The former CEO should repay money he transferred in the run-up to the lender’s July bankruptcy, the document said
Celsius and its creditors have begun court action to recover millions they say was fraudulently transferred from founder and former chief executive officer Alex Mashinsky, his wife and other former senior executives.
Court documents published on Tuesday allege Mashinsky, co-founder S. Daniel Leon and others mismanaged the crypto lender, inflated the price of CEL tokens for their own benefit, and made “negligent, reckless and sometimes self-interested investments” in the run-up to bankruptcy in July last year.

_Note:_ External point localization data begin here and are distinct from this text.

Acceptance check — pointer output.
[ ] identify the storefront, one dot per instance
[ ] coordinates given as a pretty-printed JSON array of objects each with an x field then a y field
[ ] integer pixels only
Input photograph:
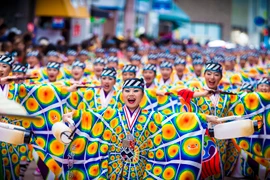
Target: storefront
[
  {"x": 115, "y": 24},
  {"x": 73, "y": 15},
  {"x": 171, "y": 16}
]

“The Complaint would bring claims and causes of action against the Prospective Defendants to return millions of dollars removed from the Celsius platform” in the months before it froze withdrawals, the filing said, adding that it seeks to “recover damages from billions of dollars that were lost by the Prospective Defendants’ negligent, reckless, and self-interested conduct.”
The 150-page legal document they filed requests recovery, costs and punitive damages based on 33 counts. They include the transfer of billions to decentralized finance platform KeyFi, which Mashinsky partly owned, to engage in speculative investment, a move which the filing said lost Celsius approximately $200 million.
The document cites $2.8 million transferred to Mashinsky’s own wallet in May 2022 as allegedly fraudulent transfers under the U.S bankruptcy code, which regards as suspect payments made up to two years before a company goes under. It also refers to $12 million the company transferred to AM Ventures and $5 million to Koala LLP, both owned and controlled by Mashinsky.